“I think I’m hitting a two-by-twelve here on the right. I’ll go the other way.”

The other three watched him, and Keegan bent low over his work, chopping six inches from his feet. He opened a hole as big around as a guard’s hat, and then stepped back again.

“I’ll get the flashlight,” Briley said. There were two metal toolkits on the roof out of the way, and Briley went to them and opened the one on the left.

Parker went down on one knee again, picked away the splinters from around the edge of the hole, and when Briley brought him the flashlight he bent low over the hole to shield the light while he looked inside.
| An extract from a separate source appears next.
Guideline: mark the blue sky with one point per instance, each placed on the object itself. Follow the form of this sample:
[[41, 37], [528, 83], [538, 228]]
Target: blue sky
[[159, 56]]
The tar had been laid down on tarpaper, which had been tacked to wooden planks. The planks, Parker now saw, had been laid across two-by-twelve joists sixteen inches apart. A ceiling of planks was fastened across the underpart of the joists, closing this space off. There was neither electric wiring nor insulation anywhere to be seen.

Parker switched off the flashlight and got to his feet. “I think we’ve got an extra level to go through.”

“There’s always some damn thing,” Keegan said.

“I can use the workout,” Briley said.

Parker took the ax and took full swings, clearing the tar out of a wider area, bounded by the joists underneath. Keegan went back over to complain to Morris some more, but Briley stood impatiently waiting for Parker to be finished with his turn at the ax.

Briley ended the job at this level, swiping the ax down sideways, as though playing golf, stripping wood away even with the joist-edge on both sides. Then he and Parker pulled all the shards and splinters out of the hole.

Briley said, “That wood’ll be nothing to punch out.”

“We don’t know what’s under it. Hold the light for me.”

From the toolkits Parker got a hand drill and a narrow handsaw. He and Briley knelt across the hole from each other, and while Briley held the flashlight low, Parker drilled a hole in the planking near one of the joists, put the drill to one side, inserted the first few inches of the saw into the hole, and slowly sawed the one plank all the way across. Then Briley got a hammer and chisel, and while Parker held the light, he pried up one edge across the saw-mark. His hands around the edge of the plank, knees braced on the roof, Briley bent the plank upward and back until it cracked with a sound like a pistol shot in a barn.

“Got you, you son of a bitch.”

Grinning, Briley twisted the plank back and forth till it ripped entirely free. Keegan had come back over by now, and the three of them looked down in when Parker shone the light through the new hole. They saw fluffy pinkness, like clouds: insulation. Also a length of old-fashioned metal-shielded electric cable.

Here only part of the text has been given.